Key Experimental Results¶
Main Results¶
| Benchmark / Paradigm | Metric | Text | Gen | Cont |
|---|---|---|---|---|
| Charades-STA (SmolVLM2-2.2B) | R1@0.5 | Moderate | High | Highest |
| QVHighlights (SmolVLM2-2.2B) | R1@0.5 | Moderate | High | Highest |
| YouCook2 (SmolVLM2-2.2B) | CIDEr | Highest | High | — |
Ablation Study¶
| Configuration | Inference Latency | Parameter Overhead | Notes |
|---|---|---|---|
| Text paradigm | High (autoregressive) | None | Multi-step generation increases latency |
| Gen paradigm | Moderate (structured decoding) | Medium | Additional encoder-decoder pair |
| Cont paradigm | Lowest | Minimal (3-layer MLP) | Single-step decoding, non-autoregressive |
Key Findings¶
- The continuous distribution paradigm achieves the optimal accuracy–efficiency trade-off across most backbone and task combinations.

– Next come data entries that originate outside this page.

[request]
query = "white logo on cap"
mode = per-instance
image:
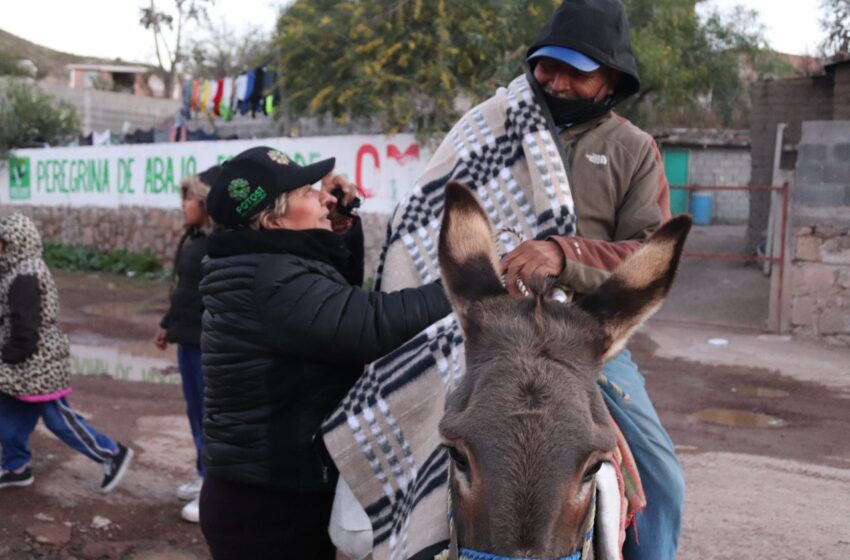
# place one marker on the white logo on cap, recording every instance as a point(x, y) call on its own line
point(278, 157)
point(597, 159)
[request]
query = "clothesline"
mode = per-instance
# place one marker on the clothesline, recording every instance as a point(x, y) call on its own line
point(251, 91)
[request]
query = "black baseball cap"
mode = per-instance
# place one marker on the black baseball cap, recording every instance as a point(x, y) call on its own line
point(252, 181)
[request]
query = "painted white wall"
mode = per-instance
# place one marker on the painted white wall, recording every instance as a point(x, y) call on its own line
point(386, 167)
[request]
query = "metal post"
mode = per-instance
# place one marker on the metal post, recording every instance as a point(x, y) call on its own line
point(777, 238)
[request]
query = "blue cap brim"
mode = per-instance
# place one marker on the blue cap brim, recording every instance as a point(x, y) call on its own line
point(575, 59)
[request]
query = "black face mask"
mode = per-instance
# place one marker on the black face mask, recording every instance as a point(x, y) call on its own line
point(576, 111)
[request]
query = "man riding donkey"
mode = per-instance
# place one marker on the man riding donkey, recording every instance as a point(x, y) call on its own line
point(572, 189)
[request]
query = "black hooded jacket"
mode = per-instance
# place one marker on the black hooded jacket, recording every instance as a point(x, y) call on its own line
point(182, 321)
point(285, 335)
point(599, 29)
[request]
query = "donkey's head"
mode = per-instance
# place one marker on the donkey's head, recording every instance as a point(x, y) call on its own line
point(526, 427)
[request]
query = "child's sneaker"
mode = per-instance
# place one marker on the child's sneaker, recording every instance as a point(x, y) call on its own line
point(191, 511)
point(114, 470)
point(190, 490)
point(11, 478)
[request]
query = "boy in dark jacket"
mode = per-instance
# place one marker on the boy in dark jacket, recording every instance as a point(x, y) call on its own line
point(286, 332)
point(35, 373)
point(181, 324)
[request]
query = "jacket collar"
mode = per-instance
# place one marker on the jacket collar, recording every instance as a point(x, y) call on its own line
point(311, 244)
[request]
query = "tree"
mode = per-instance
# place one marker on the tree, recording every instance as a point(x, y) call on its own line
point(408, 64)
point(696, 70)
point(221, 51)
point(400, 63)
point(30, 117)
point(161, 24)
point(836, 24)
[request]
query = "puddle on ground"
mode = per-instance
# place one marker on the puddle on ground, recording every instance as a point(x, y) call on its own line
point(100, 360)
point(761, 392)
point(737, 418)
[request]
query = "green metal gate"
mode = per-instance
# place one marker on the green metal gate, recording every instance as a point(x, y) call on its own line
point(676, 169)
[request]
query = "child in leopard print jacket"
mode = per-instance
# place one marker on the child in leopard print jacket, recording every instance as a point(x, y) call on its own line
point(34, 364)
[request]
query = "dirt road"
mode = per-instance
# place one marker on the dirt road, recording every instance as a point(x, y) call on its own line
point(779, 491)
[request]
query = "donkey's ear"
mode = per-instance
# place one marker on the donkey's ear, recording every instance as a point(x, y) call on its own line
point(637, 288)
point(468, 258)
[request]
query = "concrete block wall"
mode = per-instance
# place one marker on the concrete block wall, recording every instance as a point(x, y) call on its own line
point(137, 229)
point(820, 214)
point(791, 101)
point(723, 166)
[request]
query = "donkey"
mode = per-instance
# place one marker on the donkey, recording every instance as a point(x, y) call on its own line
point(526, 427)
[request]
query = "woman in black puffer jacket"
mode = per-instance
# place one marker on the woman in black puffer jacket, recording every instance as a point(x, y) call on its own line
point(286, 332)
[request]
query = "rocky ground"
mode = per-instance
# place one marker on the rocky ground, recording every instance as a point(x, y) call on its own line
point(760, 422)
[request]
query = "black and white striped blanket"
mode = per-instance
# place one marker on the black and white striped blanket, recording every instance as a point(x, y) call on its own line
point(383, 436)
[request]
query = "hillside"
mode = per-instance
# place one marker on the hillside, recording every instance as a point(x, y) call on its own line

- The Text paradigm incurs substantially higher inference latency than the other paradigms due to autoregressive generation.
- The Gen paradigm holds a unique advantage on tasks requiring simultaneous prediction of timestamps and saliency scores (e.g., mAP on QVHighlights).
- The influence of output paradigm selection is amplified on compact models, underscoring the importance of paradigm choice in resource-constrained deployment scenarios.
Highlights & Insights¶
- First fair cross-paradigm comparison: By rigorously controlling all variables except the output paradigm, this work is the first to isolate the causal effect of output design on VTG performance.
- Amplification effect on compact models: Architectural choices have a more pronounced impact on smaller models, providing critical design guidance for edge deployment.
- Efficiency advantage of the continuous distribution paradigm: Single-step decoding eliminates the cumulative latency of autoregressive generation, parameter overhead is limited to a 3-layer MLP, and boundary ambiguity is handled naturally.
Limitations & Future Work¶
- Evaluation is limited to compact models in the 0.5B–8B range; large-scale backbones beyond 7B are not included.
- Training data formatting inevitably involves paradigm-specific adaptations, which may introduce subtle biases.
- The possibility of combining or hybridizing paradigms remains unexplored.
Related Work & Insights¶
- vs. TRACE: This work reproduces TRACE's causal event modeling within a unified framework, confirming that its structured decoding offers advantages on certain tasks but at the cost of reduced efficiency.
- vs. DisTime: The dual advantages of the distribution decoding paradigm in both efficiency and accuracy are validated across multiple backbones.
Rating¶
- Novelty: ⭐⭐⭐ Primarily an empirical study; methodological designs build upon existing work.
- Experimental Thoroughness: ⭐⭐⭐⭐⭐ Five backbones × three paradigms × three benchmarks — highly comprehensive.
- Writing Quality: ⭐⭐⭐⭐ Clear structure and rigorous experimental design.
- Value: ⭐⭐⭐⭐ Provides objective empirical guidance for VTG system design.